Williams recalls a booth he stopped at during a recent trip to Las Vegas, where one’s face could be superimposed on to different bodies on magazine covers. “Almost all of them had white flesh,” he says. “There was one I could be, (which) was the astronaut.”
A Legacy
Williams says his favorite part of Living Voices comes with talking as fast as he can to fit as much information into the session as possible, and afterwards, witnessing the change that has taken place in the faces of the audience.
One audience member was SCC faculty member Dr. Gloria Ngezaho, who leads the Office of Employee Engagement, Equity, and Organizational Development.
Ngezaho felt that the performance was “grounding” in an otherwise hectic world, and mentions the age-old “talk” that parents of color in the U.S. must have with their children.

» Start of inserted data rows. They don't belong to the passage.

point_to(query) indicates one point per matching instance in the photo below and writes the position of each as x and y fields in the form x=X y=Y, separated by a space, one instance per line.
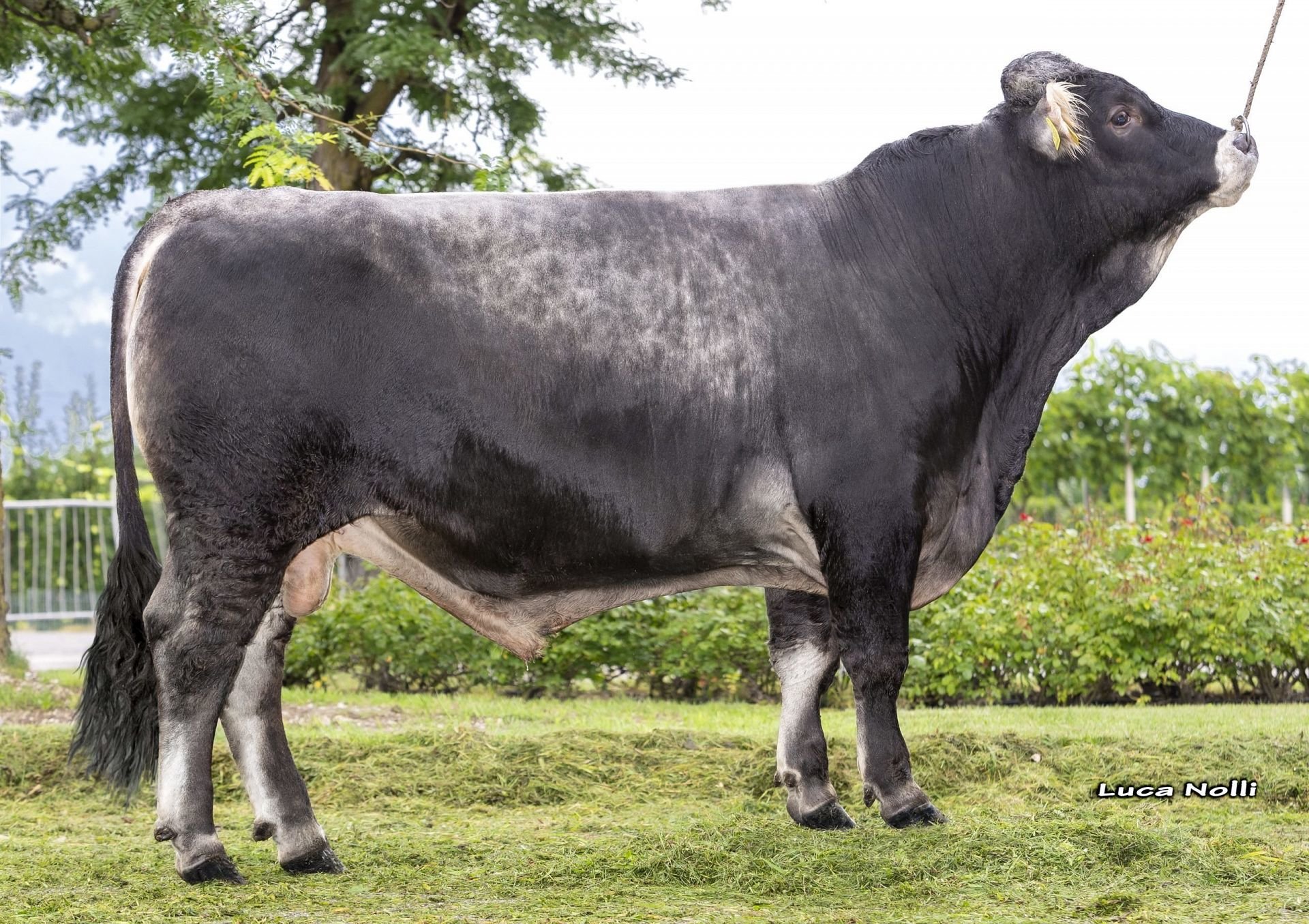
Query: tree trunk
x=1129 y=475
x=1129 y=492
x=344 y=170
x=4 y=591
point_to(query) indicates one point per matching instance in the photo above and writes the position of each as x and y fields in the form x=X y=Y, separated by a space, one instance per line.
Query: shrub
x=1104 y=612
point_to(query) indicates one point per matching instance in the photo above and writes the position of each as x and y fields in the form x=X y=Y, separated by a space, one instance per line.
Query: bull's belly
x=782 y=556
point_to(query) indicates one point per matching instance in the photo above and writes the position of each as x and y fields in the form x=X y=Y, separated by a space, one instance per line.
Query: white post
x=113 y=512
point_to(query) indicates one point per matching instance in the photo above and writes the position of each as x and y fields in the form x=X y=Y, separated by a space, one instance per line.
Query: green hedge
x=1102 y=612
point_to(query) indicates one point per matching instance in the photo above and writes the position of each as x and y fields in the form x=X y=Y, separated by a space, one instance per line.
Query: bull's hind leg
x=199 y=619
x=252 y=721
x=802 y=648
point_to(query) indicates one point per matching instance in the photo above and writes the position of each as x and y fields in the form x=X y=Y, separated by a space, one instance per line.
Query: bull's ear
x=1055 y=123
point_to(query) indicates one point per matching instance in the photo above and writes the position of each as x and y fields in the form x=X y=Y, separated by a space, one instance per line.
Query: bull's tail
x=117 y=720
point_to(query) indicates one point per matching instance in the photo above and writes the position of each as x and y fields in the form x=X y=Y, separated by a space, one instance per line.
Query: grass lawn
x=489 y=809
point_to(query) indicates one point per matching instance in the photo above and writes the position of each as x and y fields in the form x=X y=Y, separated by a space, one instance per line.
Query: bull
x=536 y=407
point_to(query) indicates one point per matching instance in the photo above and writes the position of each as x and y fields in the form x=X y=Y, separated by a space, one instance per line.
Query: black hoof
x=919 y=814
x=213 y=869
x=826 y=817
x=314 y=861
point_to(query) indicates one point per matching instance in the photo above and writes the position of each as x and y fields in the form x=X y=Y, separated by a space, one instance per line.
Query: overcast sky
x=782 y=92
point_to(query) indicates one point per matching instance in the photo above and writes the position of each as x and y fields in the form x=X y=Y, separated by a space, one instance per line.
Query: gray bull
x=536 y=407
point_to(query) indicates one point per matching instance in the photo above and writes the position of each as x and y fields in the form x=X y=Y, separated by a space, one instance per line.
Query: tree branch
x=51 y=14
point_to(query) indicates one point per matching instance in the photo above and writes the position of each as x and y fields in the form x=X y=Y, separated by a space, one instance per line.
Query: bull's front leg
x=871 y=566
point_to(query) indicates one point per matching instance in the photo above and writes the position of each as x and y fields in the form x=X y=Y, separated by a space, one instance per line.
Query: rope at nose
x=1243 y=122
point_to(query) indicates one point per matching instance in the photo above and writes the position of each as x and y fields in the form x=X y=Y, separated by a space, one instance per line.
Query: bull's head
x=1151 y=162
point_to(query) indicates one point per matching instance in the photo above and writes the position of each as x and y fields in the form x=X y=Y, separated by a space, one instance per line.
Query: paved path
x=51 y=651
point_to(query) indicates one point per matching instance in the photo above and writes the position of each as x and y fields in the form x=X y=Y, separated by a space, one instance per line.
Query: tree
x=351 y=95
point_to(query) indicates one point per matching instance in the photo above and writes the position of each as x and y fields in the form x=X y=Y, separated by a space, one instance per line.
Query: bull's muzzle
x=1236 y=159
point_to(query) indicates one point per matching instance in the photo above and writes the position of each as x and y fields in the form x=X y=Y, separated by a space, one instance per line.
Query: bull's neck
x=948 y=237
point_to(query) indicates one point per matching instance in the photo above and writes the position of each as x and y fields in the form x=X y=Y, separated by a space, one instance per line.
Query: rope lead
x=1243 y=122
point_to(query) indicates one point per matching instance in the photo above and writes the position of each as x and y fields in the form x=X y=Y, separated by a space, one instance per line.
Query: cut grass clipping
x=483 y=808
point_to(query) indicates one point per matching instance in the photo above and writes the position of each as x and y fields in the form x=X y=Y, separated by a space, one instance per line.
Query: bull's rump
x=533 y=404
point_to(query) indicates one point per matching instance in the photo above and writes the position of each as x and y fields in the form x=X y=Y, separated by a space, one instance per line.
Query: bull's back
x=556 y=393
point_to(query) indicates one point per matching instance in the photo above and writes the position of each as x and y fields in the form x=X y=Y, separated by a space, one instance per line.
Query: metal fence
x=57 y=555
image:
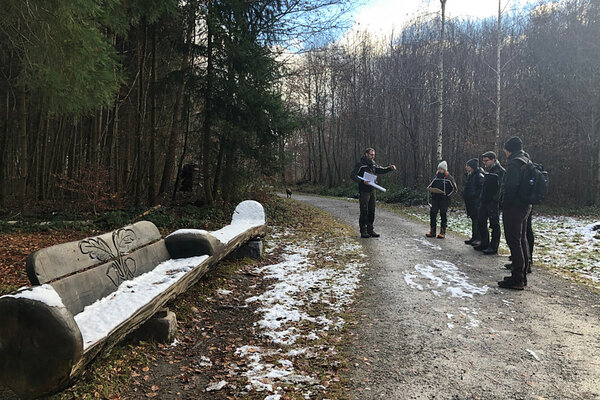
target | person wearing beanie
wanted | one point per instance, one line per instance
(441, 188)
(488, 205)
(471, 195)
(514, 215)
(367, 196)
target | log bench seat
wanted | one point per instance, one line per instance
(87, 295)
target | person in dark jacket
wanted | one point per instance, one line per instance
(472, 194)
(514, 215)
(488, 206)
(530, 236)
(441, 188)
(367, 196)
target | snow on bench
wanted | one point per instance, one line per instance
(89, 294)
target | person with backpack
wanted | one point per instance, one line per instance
(515, 210)
(488, 206)
(534, 188)
(441, 188)
(472, 194)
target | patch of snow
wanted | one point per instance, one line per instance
(427, 243)
(533, 354)
(205, 362)
(442, 275)
(44, 294)
(297, 284)
(97, 320)
(216, 386)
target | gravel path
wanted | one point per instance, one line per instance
(433, 323)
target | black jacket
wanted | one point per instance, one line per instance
(472, 192)
(492, 180)
(366, 165)
(509, 191)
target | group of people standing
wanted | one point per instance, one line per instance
(487, 192)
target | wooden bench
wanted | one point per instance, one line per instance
(89, 294)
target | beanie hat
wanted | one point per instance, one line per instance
(473, 163)
(489, 154)
(513, 144)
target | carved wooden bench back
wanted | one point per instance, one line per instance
(84, 271)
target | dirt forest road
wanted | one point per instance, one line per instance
(434, 324)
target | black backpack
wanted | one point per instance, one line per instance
(534, 183)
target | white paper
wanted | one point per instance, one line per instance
(370, 178)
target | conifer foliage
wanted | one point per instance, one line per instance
(139, 89)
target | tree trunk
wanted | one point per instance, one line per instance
(24, 151)
(140, 116)
(441, 86)
(498, 69)
(153, 122)
(206, 126)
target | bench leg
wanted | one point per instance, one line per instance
(252, 249)
(161, 328)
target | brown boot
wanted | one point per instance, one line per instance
(442, 233)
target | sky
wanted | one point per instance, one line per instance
(382, 16)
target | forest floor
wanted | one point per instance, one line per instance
(326, 315)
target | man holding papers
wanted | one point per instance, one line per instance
(365, 174)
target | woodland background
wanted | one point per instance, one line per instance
(107, 103)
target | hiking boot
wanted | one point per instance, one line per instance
(510, 284)
(509, 278)
(363, 232)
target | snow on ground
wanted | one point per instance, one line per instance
(567, 243)
(304, 302)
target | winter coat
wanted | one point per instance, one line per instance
(366, 165)
(472, 191)
(509, 191)
(492, 180)
(444, 182)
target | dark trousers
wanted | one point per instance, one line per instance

“For me, as a black father, I’m still having to tell my kids, ‘you still live in a society where you’re not fully accepted’,” Ngezaho says, and notes the stressful burden that comes with making sure “they live to see 21, and 25, and 35 and 40.”
Ngezaho says it’s important to revisit history, because it’s easy to forget in the bustle of day-to-day life.
The last line spoken by Hollis in “The Right to Dream” offers a simple proposal that rings true in any context of prejudice: “What will you do?”
The views and opinions expressed in this article do not necessarily reflect those of Living Voices.